Also (and I know you’re not saying this), but I’ve never understood the argument that keeping queues in Postgres leads to higher data integrity via transaction guarantees. The job is still running on another process outside of the db. The only time this could be true is if the job itself mostly updates state in the db, in which case it’s the small minority of queued workloads (with the majority needing to do non-db compute work).
Bad experiences? If so, was it the tech itself or surrounding stuff? (aka maybe docs, maybe community, etc)
Recently I had to stop using it because after a while all NOTIFY/LISTENS would stop working, and only a database restart would fix the issue https://dba.stackexchange.com/questions/325104/error-could-n...
Taking on problems you don't (and will never) have because some vanishingly small minority has experienced them is nuts. Over-engineering is as incorrect as under-engineering. The correctly sized, correctly complicated answer is what we're after.
It works great until it doesn't, and the way it breaks puts you in a state that's very difficult to recover from. And if your excuse for using a database as a queue was that you were already running a database, that cuts both ways: congratulations, your queue mess has now brought down your primary datastore too.
Just don't put your queue tables/logic in the same DB instance as your datastore. There are still a lot of benefits to using the same tech even if you have segregated instances.
It's worth noting that these issues might have been due to my improper configuration. Nevertheless, if the configuration process is fraught with pitfalls, that's problematic in itself. I've had these experiences more than once.
Additionally, I found a critical race condition in the Python library, rendering it practically unusable for me. I submitted a bug report with a minimal example demonstrating the issue. I considered fixing it myself, but since using RabbitMQ wasn't crucial for my project, I switched to ZeroMQ, which didn't require a broker. The issue was acknowledged and fixed about a year later. At the time, I had to assume that nobody else was using the Python bindings.
Three years ago, I worked on a project that used the software for a Celery queue. Messages would occasionally go missing, although this could have been a configuration issue on our part. Ultimately, we replaced it with a Redis queue (not the best practice, I admit) and didn't look back. This was for a lower-availability use case where a single instance of Redis sufficed.
I agree, primary reason being that if you're in the cloud (thus this applies to a lot of people but obviously not everyone), all the cloud providers have extremely easy to use, and cheap, hosted queueing tech. Even if you're worried about vendor lockin, queueing primitives are so small (basically push and pop), that it's relatively easy to write things in a way so it would be easy to migrate if necessary.
This is similar to saying, 'if I mess up all the tables in one database I wreck the rest'. Just my opinion, but this is not actually a thing in databases.
Maybe compromised the performance of one database due to another loading things up? I think database are developed with this as an important consideration. I can't say I have seen this, but admit it's a possibility.

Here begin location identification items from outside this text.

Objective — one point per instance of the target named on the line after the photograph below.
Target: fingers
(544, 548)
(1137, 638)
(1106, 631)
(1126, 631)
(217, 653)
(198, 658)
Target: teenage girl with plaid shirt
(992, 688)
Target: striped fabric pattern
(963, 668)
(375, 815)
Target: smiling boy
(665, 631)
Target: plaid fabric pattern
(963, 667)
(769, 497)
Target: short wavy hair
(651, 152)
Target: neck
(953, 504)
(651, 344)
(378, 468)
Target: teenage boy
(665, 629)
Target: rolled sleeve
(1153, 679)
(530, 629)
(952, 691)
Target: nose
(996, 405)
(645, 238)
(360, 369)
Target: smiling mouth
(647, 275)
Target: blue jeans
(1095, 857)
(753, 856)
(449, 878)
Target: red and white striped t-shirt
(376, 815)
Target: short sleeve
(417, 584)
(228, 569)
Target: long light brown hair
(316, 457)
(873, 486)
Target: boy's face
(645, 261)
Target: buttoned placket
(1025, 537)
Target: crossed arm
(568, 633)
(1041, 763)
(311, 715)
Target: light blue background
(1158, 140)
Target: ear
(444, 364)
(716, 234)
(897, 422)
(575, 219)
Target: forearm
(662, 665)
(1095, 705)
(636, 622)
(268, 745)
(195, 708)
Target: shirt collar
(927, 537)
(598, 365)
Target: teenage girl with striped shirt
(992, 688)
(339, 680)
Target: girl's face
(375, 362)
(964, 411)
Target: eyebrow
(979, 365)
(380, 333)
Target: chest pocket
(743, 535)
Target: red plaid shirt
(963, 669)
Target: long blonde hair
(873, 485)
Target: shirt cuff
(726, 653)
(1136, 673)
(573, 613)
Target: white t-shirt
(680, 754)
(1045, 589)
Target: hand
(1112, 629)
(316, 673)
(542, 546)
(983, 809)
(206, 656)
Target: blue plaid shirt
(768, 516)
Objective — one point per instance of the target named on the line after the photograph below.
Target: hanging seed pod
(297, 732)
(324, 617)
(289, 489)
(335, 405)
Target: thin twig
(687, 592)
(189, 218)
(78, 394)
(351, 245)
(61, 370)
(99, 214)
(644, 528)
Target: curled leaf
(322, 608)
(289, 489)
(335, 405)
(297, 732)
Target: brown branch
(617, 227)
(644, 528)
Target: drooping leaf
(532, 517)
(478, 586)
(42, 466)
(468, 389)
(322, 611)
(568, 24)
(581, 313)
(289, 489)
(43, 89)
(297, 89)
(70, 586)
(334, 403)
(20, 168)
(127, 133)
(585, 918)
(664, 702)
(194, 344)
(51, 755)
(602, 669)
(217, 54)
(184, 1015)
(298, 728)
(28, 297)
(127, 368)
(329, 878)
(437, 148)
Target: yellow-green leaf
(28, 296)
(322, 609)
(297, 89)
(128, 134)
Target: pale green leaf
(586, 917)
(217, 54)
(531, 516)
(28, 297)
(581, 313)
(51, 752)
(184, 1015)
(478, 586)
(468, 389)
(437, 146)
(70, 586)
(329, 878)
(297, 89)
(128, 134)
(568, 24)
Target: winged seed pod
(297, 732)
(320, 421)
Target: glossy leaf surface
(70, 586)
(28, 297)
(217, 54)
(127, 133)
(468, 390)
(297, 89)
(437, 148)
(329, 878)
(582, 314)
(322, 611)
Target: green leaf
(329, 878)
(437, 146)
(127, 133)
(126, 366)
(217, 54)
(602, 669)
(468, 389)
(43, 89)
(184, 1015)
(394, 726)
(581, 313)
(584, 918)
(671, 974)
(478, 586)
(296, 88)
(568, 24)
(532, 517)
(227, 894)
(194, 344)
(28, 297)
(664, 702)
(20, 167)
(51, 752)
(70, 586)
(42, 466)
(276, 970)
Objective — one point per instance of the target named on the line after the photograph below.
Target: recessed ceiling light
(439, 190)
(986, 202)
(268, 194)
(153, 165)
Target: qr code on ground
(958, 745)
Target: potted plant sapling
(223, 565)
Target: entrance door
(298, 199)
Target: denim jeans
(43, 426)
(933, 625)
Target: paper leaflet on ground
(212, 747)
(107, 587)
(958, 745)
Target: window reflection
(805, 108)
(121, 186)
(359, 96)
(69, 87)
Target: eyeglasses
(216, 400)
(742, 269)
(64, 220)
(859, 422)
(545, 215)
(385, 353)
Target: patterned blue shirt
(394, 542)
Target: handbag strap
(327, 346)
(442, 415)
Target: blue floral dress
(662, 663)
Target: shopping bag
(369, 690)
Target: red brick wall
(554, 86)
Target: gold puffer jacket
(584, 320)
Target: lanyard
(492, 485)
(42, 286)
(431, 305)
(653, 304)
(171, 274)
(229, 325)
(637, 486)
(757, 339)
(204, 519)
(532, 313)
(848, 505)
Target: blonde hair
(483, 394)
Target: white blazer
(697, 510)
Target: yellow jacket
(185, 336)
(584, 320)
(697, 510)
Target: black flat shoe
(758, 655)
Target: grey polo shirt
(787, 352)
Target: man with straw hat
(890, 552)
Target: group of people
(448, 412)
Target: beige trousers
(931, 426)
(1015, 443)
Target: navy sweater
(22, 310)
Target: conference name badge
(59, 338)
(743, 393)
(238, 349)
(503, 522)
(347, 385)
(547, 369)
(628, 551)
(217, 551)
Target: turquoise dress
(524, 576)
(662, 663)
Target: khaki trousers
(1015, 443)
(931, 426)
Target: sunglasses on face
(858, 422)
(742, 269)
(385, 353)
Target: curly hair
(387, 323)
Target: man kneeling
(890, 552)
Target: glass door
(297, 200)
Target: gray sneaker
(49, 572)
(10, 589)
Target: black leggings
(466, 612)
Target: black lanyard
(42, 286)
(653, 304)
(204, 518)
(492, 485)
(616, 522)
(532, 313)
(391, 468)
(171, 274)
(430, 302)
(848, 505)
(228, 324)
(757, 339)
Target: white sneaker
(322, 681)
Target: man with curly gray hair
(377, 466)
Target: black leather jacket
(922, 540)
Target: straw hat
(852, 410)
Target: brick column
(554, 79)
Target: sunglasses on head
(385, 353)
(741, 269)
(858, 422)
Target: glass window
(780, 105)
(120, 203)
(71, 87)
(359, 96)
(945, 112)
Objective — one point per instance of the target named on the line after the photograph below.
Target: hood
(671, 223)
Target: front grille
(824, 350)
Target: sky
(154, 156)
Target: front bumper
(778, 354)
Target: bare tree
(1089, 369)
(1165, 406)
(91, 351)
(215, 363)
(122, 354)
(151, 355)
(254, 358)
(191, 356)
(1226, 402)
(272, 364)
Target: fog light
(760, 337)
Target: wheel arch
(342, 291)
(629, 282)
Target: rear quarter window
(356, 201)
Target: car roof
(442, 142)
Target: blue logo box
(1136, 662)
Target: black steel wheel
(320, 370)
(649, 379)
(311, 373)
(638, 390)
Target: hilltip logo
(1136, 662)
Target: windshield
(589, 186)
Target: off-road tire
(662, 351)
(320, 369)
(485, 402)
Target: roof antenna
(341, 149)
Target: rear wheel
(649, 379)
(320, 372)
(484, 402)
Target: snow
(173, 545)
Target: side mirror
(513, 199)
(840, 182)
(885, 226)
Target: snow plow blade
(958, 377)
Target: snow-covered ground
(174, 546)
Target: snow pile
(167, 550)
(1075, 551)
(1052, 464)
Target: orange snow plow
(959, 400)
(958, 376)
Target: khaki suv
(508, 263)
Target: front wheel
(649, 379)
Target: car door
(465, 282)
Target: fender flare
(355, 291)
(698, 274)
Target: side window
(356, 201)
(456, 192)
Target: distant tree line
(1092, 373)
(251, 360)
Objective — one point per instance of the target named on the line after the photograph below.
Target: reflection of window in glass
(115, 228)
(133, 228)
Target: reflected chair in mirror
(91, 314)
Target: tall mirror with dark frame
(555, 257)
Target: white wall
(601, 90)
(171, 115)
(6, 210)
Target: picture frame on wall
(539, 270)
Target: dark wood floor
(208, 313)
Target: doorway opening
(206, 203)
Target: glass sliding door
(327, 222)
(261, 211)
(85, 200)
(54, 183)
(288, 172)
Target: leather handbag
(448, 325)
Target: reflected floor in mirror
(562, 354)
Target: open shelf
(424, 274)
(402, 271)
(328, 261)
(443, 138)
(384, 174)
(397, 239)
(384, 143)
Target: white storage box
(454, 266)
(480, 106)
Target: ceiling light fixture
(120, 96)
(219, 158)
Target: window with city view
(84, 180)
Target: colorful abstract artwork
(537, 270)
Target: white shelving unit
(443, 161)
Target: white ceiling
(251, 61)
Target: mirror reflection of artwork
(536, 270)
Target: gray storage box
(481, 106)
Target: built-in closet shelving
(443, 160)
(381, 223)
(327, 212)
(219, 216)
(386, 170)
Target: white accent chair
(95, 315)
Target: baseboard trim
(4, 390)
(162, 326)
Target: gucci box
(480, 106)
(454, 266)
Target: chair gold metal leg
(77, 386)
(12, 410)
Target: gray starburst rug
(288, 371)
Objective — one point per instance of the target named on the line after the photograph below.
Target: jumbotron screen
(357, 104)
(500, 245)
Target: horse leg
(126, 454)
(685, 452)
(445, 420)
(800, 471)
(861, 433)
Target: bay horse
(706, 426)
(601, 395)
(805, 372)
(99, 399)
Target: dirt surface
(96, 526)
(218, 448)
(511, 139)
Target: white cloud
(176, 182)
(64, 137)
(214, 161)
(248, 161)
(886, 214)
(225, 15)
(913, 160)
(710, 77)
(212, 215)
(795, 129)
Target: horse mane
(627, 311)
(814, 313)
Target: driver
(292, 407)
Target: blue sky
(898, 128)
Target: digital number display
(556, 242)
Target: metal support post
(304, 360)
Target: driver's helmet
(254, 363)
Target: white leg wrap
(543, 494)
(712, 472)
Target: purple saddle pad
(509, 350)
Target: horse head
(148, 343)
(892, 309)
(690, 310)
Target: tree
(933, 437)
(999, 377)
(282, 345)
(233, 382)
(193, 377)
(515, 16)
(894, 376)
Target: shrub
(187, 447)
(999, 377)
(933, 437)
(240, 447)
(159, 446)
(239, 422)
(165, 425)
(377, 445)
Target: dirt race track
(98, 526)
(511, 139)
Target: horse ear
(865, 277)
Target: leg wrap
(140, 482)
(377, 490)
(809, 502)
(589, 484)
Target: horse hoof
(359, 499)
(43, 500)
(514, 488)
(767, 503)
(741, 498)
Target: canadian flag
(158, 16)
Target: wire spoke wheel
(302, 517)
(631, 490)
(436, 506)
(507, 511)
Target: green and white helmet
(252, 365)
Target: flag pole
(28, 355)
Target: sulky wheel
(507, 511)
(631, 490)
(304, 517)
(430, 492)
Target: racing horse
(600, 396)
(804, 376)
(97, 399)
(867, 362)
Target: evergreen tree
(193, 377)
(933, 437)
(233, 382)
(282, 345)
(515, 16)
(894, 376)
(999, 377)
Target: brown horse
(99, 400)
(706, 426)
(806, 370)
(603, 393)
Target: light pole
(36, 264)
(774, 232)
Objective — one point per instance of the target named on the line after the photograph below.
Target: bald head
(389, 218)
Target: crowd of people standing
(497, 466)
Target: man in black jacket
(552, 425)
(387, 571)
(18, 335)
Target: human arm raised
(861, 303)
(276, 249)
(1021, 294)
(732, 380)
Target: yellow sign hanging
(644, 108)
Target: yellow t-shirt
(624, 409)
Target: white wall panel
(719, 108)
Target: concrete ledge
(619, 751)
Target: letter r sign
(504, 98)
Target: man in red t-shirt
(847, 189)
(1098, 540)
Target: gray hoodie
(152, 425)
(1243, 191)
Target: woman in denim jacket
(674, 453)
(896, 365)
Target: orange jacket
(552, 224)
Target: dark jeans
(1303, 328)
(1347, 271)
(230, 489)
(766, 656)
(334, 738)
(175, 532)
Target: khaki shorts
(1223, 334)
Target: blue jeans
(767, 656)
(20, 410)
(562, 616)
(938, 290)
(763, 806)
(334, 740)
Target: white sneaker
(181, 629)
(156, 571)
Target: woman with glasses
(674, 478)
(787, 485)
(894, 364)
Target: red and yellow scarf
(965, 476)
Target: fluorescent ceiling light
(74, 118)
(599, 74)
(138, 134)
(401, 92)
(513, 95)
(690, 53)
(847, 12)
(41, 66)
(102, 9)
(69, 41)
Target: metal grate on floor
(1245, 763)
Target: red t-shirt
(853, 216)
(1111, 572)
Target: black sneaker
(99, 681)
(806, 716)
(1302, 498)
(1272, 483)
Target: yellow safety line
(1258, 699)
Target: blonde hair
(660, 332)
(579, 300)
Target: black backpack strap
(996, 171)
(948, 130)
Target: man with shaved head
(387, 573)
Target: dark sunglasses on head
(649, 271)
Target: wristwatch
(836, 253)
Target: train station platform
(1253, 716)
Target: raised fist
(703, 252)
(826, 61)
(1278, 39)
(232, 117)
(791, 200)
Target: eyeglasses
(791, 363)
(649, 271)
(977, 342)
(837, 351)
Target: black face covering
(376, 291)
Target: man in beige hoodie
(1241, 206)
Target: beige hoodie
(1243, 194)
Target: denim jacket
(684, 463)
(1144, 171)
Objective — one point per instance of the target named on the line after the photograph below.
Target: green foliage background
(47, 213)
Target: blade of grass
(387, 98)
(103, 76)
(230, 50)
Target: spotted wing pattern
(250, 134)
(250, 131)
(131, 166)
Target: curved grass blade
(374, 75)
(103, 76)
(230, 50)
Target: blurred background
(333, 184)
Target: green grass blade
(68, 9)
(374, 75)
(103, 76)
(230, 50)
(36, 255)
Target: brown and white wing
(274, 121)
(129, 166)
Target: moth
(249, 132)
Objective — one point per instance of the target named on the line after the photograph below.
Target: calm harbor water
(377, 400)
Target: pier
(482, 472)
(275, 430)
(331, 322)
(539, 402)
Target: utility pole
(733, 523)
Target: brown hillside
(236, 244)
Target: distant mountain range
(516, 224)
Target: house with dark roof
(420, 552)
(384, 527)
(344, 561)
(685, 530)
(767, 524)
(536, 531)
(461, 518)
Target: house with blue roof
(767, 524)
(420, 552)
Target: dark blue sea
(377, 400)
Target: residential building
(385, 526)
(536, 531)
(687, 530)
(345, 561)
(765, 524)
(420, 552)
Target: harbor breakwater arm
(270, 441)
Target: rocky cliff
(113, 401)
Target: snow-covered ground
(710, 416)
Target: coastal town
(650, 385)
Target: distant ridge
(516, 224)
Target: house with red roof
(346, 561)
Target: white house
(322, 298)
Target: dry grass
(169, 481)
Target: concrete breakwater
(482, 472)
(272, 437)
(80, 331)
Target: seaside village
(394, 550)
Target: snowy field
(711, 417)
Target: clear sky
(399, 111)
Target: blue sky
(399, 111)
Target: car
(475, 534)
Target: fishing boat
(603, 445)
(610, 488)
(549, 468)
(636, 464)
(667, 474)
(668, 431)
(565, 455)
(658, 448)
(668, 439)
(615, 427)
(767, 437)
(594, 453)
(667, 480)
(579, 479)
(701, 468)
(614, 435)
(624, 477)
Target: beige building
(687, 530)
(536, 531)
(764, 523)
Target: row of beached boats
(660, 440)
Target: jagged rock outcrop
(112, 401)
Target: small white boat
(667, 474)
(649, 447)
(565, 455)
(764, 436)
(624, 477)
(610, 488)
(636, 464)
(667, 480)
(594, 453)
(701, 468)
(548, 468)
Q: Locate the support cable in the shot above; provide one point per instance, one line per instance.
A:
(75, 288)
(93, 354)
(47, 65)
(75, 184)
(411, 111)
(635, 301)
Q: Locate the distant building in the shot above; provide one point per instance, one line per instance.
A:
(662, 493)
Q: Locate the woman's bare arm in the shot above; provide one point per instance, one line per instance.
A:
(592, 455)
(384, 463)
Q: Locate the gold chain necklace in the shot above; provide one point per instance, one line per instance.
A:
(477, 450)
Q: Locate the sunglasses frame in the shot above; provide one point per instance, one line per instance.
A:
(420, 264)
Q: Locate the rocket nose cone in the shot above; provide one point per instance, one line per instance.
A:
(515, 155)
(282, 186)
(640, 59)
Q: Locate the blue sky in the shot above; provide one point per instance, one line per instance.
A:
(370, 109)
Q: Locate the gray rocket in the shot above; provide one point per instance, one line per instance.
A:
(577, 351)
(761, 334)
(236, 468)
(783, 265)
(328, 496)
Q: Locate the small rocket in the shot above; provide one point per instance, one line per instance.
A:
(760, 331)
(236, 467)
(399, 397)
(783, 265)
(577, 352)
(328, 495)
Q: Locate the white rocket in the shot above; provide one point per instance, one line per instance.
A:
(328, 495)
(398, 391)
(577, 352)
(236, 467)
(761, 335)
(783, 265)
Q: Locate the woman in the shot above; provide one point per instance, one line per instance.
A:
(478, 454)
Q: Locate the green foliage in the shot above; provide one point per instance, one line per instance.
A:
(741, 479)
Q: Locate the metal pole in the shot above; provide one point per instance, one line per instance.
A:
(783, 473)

Also, if you run one postgres, you won't have of an issue running another if you have the experience in production.
If have you large teams, for sure, pick a proper queue that someone in the team knows well.
Well, maybe. Postgres is large and has lots of features. NOTIFY/LISTEN is a distinct thing with its own quirks, and just because you've been running a postgres database up until now doesn't mean you're going to know about the admin side of these other features.
If you mess up the tables in one database it doesn't affect others, but if you lock up the server where it can't respond to queries, that affects every database running on that server.
> Also, if you run one postgres, you won't have of an issue running another if you have the experience in production.
We're talking about using a different feature that you presumably haven't used before, so you won't necessarily know about the admin side of that.
I know what you mean. The catch is figuring out 'the correctly sized' answer. Uncertainty is a huge factor here.
I think a lot of projects that are called 'over-engineered' have the benefit of hindsight. At least some of such projects were rationally designed based on what people knew at the time. There is often significant uncertainty. When engineering resources are hard to acquire, the powers-that-be often want to 'get it right' the first time. Translated: over-engineer it, because we don't know when we'll get resources for the next iteration.
I suppose my point is this: the next time somebody finds some 'over-engineered' code, it can be insightful to learn about the project history. (Example: some projects have overly optimistic prediction of usage. This perhaps suggests that pessimism is one antidote to over-engineering.)
One endpoint accepts work to a named queue, writes it to a file in an XFS directory. Another locks a mutex, moves the file to an in progress directory and unlocks the mutex before passing the content to the reader. A third and final endpoint deletes the in progress job file. There is a configurable timeout, after which they end up at a dead letter box. I am simplifying only a little bit. It's a couple hundred lines of Go.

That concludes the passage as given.